Question of the day: "Does absolute truth exist?"
After introducing myself and using that lead in question to start a conversation, I heard the following objections, questions, and statements:
- I don't need anybody's forgiveness!
- How do you know the Bible is really the word of God?
- If God would appear right in front of me, then I'd believe in Him.
- How can God send people to Hell who have never heard of Jesus?
- How can Allah send people to Hell simply because they don't believe that Jesus is God?
- What about the atrocities of the Crusades?
- We can't know anything for certain.
- I believe in absolute truth, but truth varies from person to person.
- Why do I need to become a Christian when I believe in God and am just as happy as you are?
- To each his own!
- Why did Jesus have to die on the cross?
- Why does God need people to worship Him? That seems selfish.
- I was born a Christian!
- I'm a Christian, but I think God accepts everybody regardless of their religion.
- Why do I have to presuppose the God of the Bible in order to make sense of my experience?
- Which God?
- These types of disagreements cause war, strife, and bloodshed!
Statement # 1 above, "I don't need anybody's forgiveness!" A young man made this statement after I had explained the gospel to him and his other two friends. His body language indicated that he was upset that God would be angry with him for his sins. He was also obviously put off by the idea that he would have to ask God for mercy and put his sole trust in the cross-work of Jesus Christ in order to be forgiven. His personality (from what I could glean in the fifteen minutes that I spoke with him) was that of a strong (physically and psychologically), proud, confident young man. Thus, a God that demanded his submission and allegiance was naturally repulsive, offensive, and ludicrous to him (Rom. 8:7-8; 1 Cor. 1:18; 2:14; 2 Cor. 2:15-16). I responded to his assertion with a simple "Why not? Please explain why you think you don't need God's forgiveness." He was stumped in a good way, but quickly shrugged his shoulders and confidently retorted, "I don't know and really don't care." Though this was a negative response, I still was able to finish the conversation in a positive way after receiving his potentially conversation-ending retort simply because I asked him for clarifying questions and showed a genuine interest in listening to him even though he was somewhat difficult to interact with. He and his friends shook my hand, thanked me for the conversation and I was off to the next person.
Question # 16, "Which God?" I responded to this person by asking, "What do you mean by that?" I then shut up and let them explain themselves. Once they did, I then pointed out how all of the major world religions have competing and contradictory truth claims and so cannot be all true. They agreed, and this allowed me to explain why the Biblical gospel is the truth.
Assertion # 7, "We can't know anything for certain." The young man that said this was the hedonistic "class clown" type of unbeliever that was with a friend who was just like him. I can't recall anything that he said that was in the least bit serious. Not only that, he was clearly "performing" in front of his goof-off buddy, so he wasn't planning on being serious.

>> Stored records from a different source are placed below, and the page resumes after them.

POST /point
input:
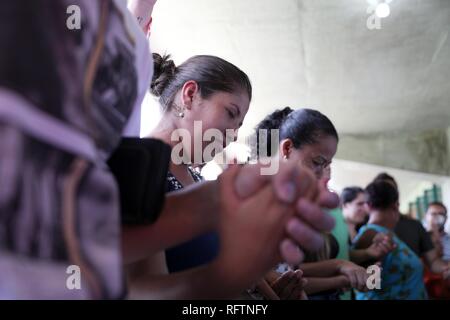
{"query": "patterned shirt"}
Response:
(401, 275)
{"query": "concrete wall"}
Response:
(427, 151)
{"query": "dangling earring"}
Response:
(180, 111)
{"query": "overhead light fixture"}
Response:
(383, 10)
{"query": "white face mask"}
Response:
(436, 221)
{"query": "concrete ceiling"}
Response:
(320, 54)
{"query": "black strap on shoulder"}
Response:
(140, 167)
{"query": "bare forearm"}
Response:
(315, 285)
(360, 256)
(438, 266)
(326, 268)
(199, 283)
(186, 214)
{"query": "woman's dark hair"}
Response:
(212, 74)
(383, 176)
(33, 38)
(302, 127)
(381, 194)
(350, 193)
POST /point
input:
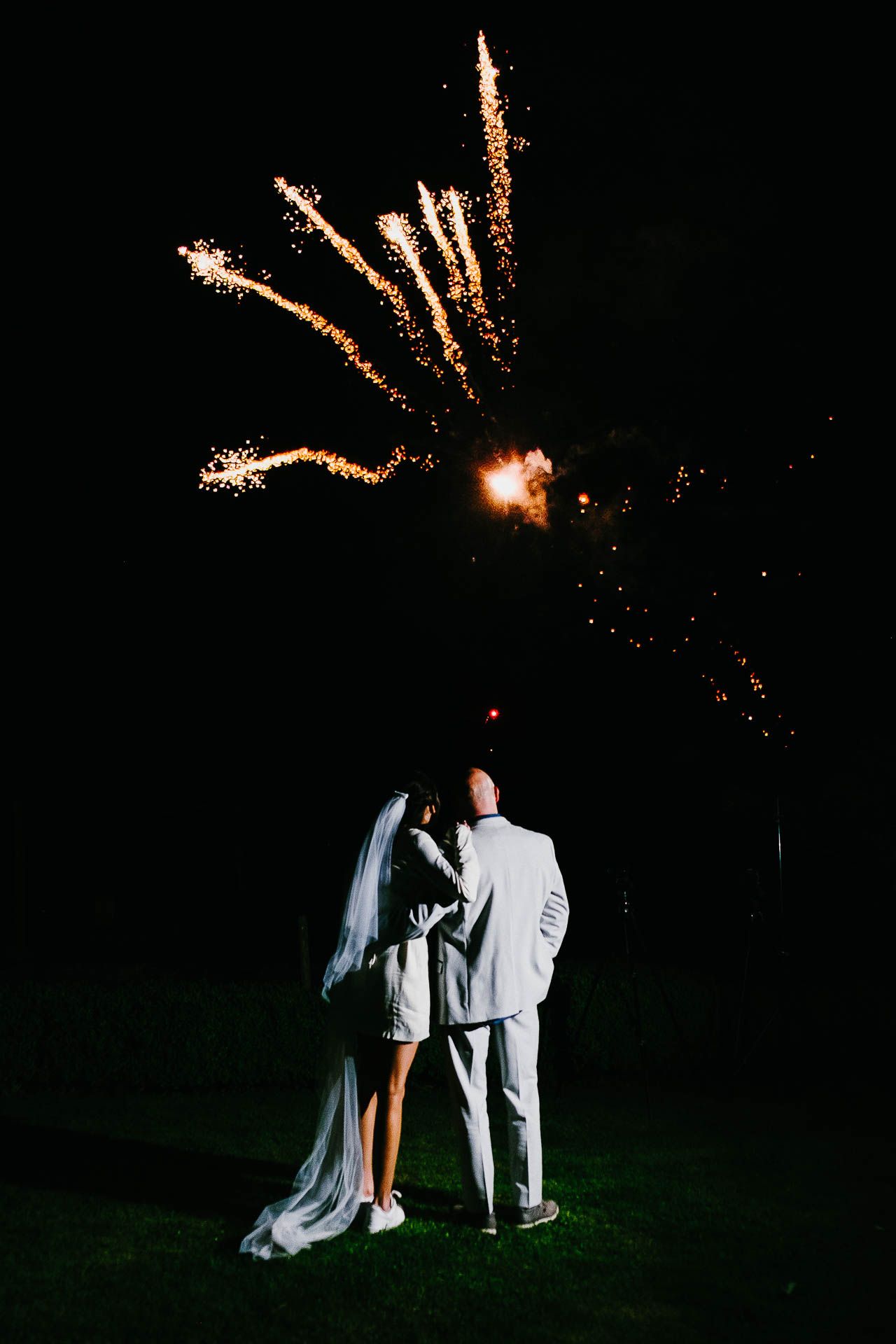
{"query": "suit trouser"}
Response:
(516, 1042)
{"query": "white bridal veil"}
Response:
(328, 1187)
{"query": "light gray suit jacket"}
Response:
(496, 953)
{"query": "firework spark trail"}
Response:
(496, 148)
(456, 280)
(397, 233)
(349, 253)
(213, 267)
(241, 470)
(473, 273)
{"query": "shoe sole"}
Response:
(523, 1227)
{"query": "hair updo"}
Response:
(421, 794)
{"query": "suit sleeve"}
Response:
(555, 914)
(450, 885)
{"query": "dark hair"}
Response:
(421, 793)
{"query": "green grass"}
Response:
(716, 1221)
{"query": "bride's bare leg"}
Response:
(391, 1097)
(367, 1082)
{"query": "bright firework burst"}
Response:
(465, 290)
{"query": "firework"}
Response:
(349, 253)
(496, 150)
(473, 274)
(520, 483)
(214, 267)
(241, 470)
(398, 234)
(433, 223)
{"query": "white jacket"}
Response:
(496, 953)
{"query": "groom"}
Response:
(495, 960)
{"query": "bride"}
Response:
(377, 986)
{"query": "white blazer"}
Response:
(495, 955)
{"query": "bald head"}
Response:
(481, 793)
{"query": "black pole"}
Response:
(636, 996)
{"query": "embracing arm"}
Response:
(450, 883)
(555, 913)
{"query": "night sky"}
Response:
(216, 691)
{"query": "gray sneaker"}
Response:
(481, 1222)
(543, 1212)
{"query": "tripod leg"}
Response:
(636, 1004)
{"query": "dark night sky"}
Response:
(207, 679)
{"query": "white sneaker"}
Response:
(384, 1219)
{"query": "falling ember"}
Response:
(214, 267)
(397, 233)
(242, 470)
(456, 280)
(349, 253)
(522, 483)
(473, 274)
(496, 148)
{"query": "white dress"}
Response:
(397, 987)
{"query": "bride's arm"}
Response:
(451, 885)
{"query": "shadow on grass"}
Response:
(43, 1158)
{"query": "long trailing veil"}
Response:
(327, 1191)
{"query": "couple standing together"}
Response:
(495, 898)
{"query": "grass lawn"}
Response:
(720, 1219)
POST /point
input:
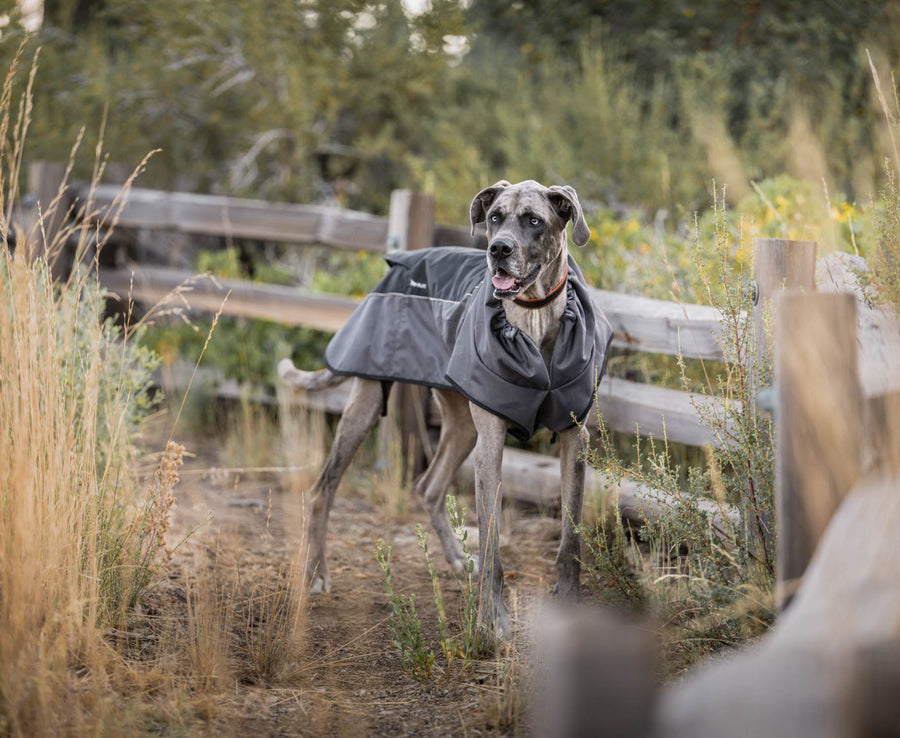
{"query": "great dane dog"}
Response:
(525, 273)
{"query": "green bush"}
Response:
(708, 565)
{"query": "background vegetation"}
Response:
(631, 102)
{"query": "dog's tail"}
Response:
(311, 381)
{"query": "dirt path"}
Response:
(348, 680)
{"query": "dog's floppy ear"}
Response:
(565, 200)
(482, 201)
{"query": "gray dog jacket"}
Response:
(433, 320)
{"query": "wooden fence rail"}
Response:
(639, 323)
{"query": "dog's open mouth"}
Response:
(506, 285)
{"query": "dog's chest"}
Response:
(541, 326)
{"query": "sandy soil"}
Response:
(348, 679)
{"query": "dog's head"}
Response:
(526, 230)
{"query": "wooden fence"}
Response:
(640, 324)
(831, 665)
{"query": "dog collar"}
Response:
(537, 302)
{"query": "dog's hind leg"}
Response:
(572, 474)
(456, 442)
(492, 613)
(359, 416)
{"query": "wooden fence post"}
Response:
(411, 227)
(778, 264)
(818, 424)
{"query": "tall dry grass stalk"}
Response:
(75, 549)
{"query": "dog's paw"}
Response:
(320, 585)
(285, 368)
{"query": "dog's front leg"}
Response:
(492, 612)
(572, 472)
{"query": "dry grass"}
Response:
(81, 542)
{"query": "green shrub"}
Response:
(710, 566)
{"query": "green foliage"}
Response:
(415, 655)
(344, 101)
(710, 565)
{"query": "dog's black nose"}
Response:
(500, 249)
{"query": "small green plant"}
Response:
(417, 658)
(449, 645)
(472, 637)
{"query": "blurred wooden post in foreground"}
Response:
(411, 227)
(596, 674)
(819, 424)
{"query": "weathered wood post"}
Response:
(595, 674)
(778, 264)
(411, 227)
(818, 424)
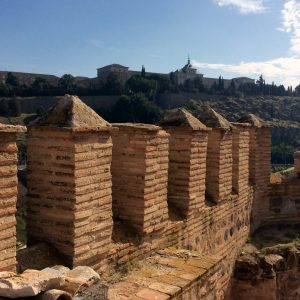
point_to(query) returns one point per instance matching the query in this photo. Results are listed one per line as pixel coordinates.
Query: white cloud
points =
(283, 70)
(244, 6)
(96, 43)
(291, 24)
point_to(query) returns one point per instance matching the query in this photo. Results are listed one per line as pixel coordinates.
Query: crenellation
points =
(139, 170)
(62, 169)
(104, 195)
(8, 195)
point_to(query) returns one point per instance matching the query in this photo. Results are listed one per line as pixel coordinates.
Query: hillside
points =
(282, 113)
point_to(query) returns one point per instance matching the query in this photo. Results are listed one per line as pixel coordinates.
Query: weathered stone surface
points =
(8, 195)
(182, 118)
(28, 284)
(54, 295)
(69, 182)
(139, 174)
(71, 112)
(213, 119)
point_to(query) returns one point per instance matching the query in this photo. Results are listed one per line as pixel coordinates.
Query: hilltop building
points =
(180, 76)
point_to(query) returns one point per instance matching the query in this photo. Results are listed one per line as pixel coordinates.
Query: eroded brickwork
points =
(284, 201)
(8, 196)
(69, 189)
(189, 186)
(260, 168)
(140, 177)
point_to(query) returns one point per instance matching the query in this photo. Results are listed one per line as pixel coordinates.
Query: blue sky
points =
(223, 37)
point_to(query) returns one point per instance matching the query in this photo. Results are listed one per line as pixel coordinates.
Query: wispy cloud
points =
(96, 43)
(244, 6)
(291, 24)
(283, 70)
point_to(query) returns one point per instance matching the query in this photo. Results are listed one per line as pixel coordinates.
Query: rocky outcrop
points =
(268, 273)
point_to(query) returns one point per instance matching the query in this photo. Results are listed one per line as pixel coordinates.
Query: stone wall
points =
(140, 177)
(8, 196)
(284, 202)
(187, 186)
(69, 183)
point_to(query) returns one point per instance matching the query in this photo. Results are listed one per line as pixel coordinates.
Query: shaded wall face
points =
(69, 192)
(260, 170)
(93, 205)
(139, 169)
(8, 199)
(284, 203)
(240, 163)
(219, 165)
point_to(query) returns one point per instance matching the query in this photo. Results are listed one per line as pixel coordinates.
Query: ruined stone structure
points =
(69, 183)
(109, 194)
(8, 195)
(284, 205)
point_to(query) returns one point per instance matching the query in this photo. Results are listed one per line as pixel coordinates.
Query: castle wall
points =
(139, 170)
(284, 201)
(260, 169)
(69, 192)
(191, 189)
(219, 165)
(8, 200)
(186, 175)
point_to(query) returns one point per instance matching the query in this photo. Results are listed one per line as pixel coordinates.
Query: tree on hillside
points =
(261, 84)
(139, 84)
(40, 85)
(220, 87)
(231, 90)
(297, 90)
(136, 108)
(113, 85)
(143, 72)
(11, 79)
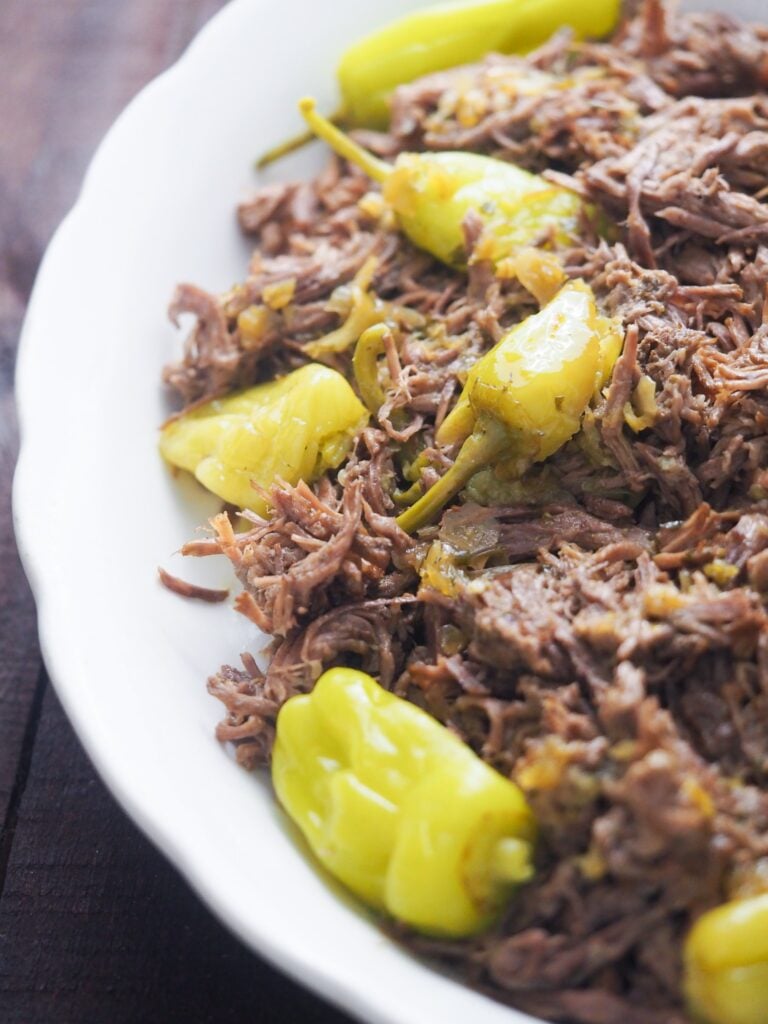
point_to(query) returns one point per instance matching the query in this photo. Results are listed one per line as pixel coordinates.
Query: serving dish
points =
(96, 510)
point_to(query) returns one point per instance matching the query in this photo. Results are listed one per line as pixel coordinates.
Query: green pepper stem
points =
(295, 142)
(488, 439)
(341, 143)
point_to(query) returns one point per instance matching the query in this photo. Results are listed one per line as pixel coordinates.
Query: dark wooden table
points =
(94, 925)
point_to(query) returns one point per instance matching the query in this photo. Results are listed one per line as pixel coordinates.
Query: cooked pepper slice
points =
(452, 34)
(397, 808)
(726, 964)
(525, 397)
(291, 429)
(432, 194)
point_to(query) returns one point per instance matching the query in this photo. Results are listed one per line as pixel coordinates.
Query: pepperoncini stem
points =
(371, 345)
(488, 440)
(341, 143)
(295, 142)
(726, 964)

After he made the above assertion, I asked, "Are you certain about that?" and he responded, "Nope, I can't know anything for certain, including that. Sh*t, I don't even know if I exist!" Although I wanted to slap him to prove to him that he really existed, instead I responded, "If you don't know that you exist, then who is talking to me right now?", he responded, "H*ll man, I don't know." I said, "You're not really interested in having a serious conversation are you?" and he said, "Naw man, I just want to have fun!" I then said, "Well, have a nice day" and strangely enough, they both thanked me for the profitless conversation! Go figure. The above interaction probably lasted less than a minute. I point that out to exhort you to avoid wasting time with people like this. You may be tempted to continue to try to reason with them, but when you get the type of nonsense responses I just described, you are wasting your time, so move on and find someone who will intelligently converse with you.
Assertion # 3, "If God would appear right in front of me, then I'd believe in Him." My response to this young man was, "How would you know that it was really God? How do you know you weren't hallucinating? How would you know that it wasn't a demon or a space alien?" He said, "Highly unlikely" but his friend answered, "No, it's not, you don't really know." It was then that I began to deconstruct this young man's empiricism and then pointed out to him that there's all kinds of things that we believe in that we don't and can't experience through the five senses (i.e., the existence of other minds, logical laws, etc.). Then he seemed more willing to listen to what I had to say.
IN CONCLUSION, it is important that we think about how to intelligently and courteously interact with the above questions and assertions while giving Biblical answers. All of the above encounters (except the one with the hedonists), allowed for a profitable conversation that led to a full presentation of the gospel. Some of these unbelievers (i.e., the Muslims) had never heard an explanation of why the cross of Christ is necessary for salvation. This is extremely important since the very thing that Islam repudiates is the only thing that can save them from sin and provide the necessary grounds for forgiveness without making Allah unjust (Pro. 17:15; Rom. 3:26). Examples like this could be multiplied from yesterday, but the important thing is to be ready to answer with gentleness and respect, thus earning an opportunity to speak the truth in love (Eph. 4:15).